Manufacturing Systems and Technology (MST)

The MST programme is a comprehensive education and research effort that concentrates on enabling manufacturing systems and technologies for emerging industries. Emerging industries are defined as those based on new technologies that are just beginning to be considered for commercialisation. Currently, this includes a host of new concepts in micro-and nano-technology such as molecular diagnosis, advanced drug screening, new ideas for photonic devices, micro-robots, nano-scale optical devices and a multitude of potential products employing microand nano-scale fluidics. At the commercial manufacturing level, these industries will be characterised by micron-scale product dimensions, high value-added, extreme quality requirements, mass customisation, time-sensitive distribution and entirely new business structures. Currently research will focus on an emerging industry that is now at the point of large-scale commercialisation, namely microfluidic devices for chemical, biomedical and photonic applications.
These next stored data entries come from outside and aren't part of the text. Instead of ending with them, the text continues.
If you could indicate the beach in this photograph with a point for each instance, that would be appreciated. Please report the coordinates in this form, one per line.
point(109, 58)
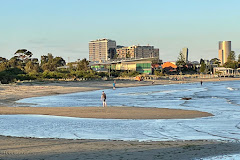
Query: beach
point(36, 148)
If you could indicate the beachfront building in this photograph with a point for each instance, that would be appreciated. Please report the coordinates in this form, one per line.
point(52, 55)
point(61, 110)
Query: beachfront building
point(136, 52)
point(223, 51)
point(102, 50)
point(143, 65)
point(169, 67)
point(222, 71)
point(185, 54)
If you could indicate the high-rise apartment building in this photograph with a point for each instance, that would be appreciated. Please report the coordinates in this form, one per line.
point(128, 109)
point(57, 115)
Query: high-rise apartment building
point(223, 51)
point(137, 52)
point(102, 49)
point(185, 54)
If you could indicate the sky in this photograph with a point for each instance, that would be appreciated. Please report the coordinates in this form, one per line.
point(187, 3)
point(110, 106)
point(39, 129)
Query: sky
point(64, 27)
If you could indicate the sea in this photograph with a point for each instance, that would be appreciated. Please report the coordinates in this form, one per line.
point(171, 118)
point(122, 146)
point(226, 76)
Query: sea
point(222, 99)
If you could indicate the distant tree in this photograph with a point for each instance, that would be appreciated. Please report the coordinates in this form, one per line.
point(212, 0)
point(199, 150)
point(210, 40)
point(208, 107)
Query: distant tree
point(201, 61)
point(32, 66)
point(181, 61)
point(231, 57)
point(59, 61)
point(83, 65)
point(128, 54)
point(50, 63)
point(23, 54)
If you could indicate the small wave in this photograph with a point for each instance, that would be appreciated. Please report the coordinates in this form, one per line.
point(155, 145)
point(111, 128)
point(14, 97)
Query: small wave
point(231, 89)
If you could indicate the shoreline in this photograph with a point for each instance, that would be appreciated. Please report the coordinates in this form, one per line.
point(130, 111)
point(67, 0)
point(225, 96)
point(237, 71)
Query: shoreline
point(61, 149)
point(106, 112)
point(15, 148)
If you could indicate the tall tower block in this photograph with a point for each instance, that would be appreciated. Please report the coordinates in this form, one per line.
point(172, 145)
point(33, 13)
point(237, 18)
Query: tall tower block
point(224, 50)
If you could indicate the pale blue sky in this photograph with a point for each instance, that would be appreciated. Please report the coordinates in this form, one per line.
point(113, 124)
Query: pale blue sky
point(64, 27)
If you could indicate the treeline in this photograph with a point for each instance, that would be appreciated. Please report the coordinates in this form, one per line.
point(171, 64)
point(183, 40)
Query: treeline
point(23, 67)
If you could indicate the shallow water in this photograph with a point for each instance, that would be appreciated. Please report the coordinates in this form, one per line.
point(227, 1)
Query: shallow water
point(222, 99)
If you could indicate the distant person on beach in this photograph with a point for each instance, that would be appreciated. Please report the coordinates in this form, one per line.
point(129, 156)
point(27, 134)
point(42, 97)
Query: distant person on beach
point(114, 85)
point(104, 98)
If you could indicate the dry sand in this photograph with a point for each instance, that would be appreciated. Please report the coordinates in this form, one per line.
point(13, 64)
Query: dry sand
point(61, 149)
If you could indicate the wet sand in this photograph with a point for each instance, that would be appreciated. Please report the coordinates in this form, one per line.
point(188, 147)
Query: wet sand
point(61, 149)
point(106, 112)
point(13, 148)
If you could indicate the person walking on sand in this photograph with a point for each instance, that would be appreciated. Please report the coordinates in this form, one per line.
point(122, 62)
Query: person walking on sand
point(114, 84)
point(104, 98)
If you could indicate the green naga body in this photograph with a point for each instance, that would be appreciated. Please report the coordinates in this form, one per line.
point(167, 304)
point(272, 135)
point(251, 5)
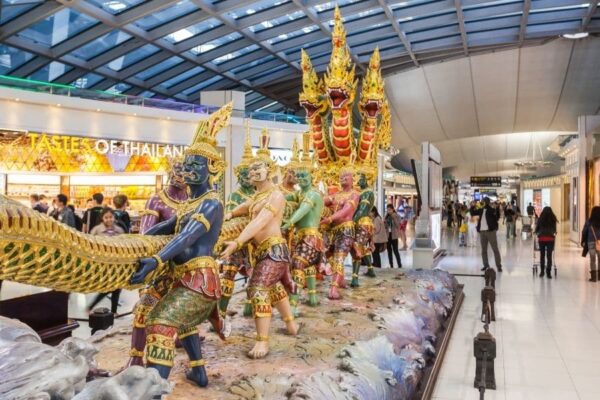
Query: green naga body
point(361, 249)
point(308, 241)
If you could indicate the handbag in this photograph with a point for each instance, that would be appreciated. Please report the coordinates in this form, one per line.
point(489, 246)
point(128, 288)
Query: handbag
point(596, 241)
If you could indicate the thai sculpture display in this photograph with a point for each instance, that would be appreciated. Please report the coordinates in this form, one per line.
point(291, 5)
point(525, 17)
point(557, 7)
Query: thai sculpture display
point(343, 158)
point(271, 273)
point(193, 296)
point(307, 252)
point(239, 261)
point(159, 208)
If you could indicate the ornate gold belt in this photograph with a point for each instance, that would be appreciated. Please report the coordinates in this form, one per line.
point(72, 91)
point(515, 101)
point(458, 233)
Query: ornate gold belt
point(365, 221)
point(303, 232)
point(342, 226)
point(196, 263)
point(268, 243)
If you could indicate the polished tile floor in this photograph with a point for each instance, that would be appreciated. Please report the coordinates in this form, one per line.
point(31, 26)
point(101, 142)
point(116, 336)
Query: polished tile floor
point(547, 330)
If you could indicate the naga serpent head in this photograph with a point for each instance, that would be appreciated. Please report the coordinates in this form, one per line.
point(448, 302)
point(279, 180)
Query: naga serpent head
point(311, 97)
point(340, 84)
point(371, 97)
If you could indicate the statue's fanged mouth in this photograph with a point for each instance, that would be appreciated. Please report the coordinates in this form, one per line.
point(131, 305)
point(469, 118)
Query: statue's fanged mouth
point(309, 107)
point(338, 97)
point(372, 107)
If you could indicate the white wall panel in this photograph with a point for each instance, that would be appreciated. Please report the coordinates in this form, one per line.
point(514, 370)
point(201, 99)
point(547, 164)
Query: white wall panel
point(412, 102)
point(452, 94)
point(581, 93)
point(541, 75)
point(495, 81)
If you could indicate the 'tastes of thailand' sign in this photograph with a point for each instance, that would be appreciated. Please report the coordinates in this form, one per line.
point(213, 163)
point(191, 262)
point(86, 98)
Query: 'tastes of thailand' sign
point(486, 181)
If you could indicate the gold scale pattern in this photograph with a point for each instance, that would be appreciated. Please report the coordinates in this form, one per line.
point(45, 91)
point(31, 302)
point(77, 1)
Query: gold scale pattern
point(37, 250)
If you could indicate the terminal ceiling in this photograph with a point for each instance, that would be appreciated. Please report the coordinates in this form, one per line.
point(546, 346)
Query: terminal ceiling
point(177, 48)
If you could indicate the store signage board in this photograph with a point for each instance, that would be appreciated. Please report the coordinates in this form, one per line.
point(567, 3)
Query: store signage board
point(486, 181)
point(74, 144)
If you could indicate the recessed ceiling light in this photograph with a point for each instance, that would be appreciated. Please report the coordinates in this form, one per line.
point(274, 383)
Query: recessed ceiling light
point(578, 35)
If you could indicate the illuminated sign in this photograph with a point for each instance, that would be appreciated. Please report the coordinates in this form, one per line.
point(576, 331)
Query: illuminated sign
point(73, 144)
point(486, 181)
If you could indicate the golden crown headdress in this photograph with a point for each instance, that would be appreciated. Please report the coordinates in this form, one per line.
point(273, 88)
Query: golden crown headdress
point(205, 139)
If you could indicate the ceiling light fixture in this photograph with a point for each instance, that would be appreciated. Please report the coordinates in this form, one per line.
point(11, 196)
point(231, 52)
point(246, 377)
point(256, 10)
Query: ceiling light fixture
point(575, 36)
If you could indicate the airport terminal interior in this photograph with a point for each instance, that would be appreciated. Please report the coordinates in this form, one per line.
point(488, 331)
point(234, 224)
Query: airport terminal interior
point(299, 199)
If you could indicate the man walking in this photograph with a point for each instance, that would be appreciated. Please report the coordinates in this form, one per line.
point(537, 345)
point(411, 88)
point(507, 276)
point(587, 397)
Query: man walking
point(487, 227)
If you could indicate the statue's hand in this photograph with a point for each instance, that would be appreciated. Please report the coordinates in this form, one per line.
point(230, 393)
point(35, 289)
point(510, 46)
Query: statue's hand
point(230, 248)
point(147, 265)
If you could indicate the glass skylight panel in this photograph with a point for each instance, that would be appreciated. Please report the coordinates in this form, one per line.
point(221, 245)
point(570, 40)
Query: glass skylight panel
point(100, 45)
point(289, 35)
point(277, 21)
point(203, 48)
point(181, 77)
point(87, 81)
point(115, 6)
point(11, 58)
point(202, 85)
point(118, 88)
point(256, 7)
point(147, 94)
point(158, 68)
point(330, 4)
point(11, 9)
point(235, 54)
point(50, 72)
point(165, 15)
point(58, 27)
point(193, 30)
point(130, 58)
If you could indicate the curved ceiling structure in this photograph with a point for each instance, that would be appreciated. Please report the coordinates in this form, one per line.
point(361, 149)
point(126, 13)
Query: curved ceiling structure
point(177, 48)
point(542, 88)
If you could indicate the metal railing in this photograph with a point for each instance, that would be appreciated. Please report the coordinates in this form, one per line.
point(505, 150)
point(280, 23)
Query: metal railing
point(100, 95)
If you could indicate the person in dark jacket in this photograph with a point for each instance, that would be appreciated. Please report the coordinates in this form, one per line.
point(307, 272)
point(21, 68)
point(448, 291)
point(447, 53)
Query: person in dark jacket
point(545, 230)
point(63, 212)
point(589, 235)
point(487, 227)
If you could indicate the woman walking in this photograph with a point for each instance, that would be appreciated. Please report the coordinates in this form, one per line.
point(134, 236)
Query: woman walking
point(392, 223)
point(107, 227)
point(379, 237)
point(589, 236)
point(546, 233)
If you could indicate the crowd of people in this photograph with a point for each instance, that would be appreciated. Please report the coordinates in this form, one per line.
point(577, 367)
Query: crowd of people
point(98, 219)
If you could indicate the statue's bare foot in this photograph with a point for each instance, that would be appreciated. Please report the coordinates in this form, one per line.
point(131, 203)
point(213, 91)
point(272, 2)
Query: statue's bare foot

While specific in nature, the manufacturing issues for this emerging industry will have manufacturing processes, systems and business issues that are common with many other industries that have yet to emerge, such as fluidic devices computation, advanced drug delivery systems and advanced health maintenance systems. The research themes focus on critical issues enabling high volume, low cost and high quality products in these industries. In addition, as commercial viability is a key issue, it is necessary to address the business economics of the new operations in these emerging systems. In MST, these topics are treated as an integrated set, sharing common performance metrics such as cost, quality, rate and flexibility in all aspects of the system.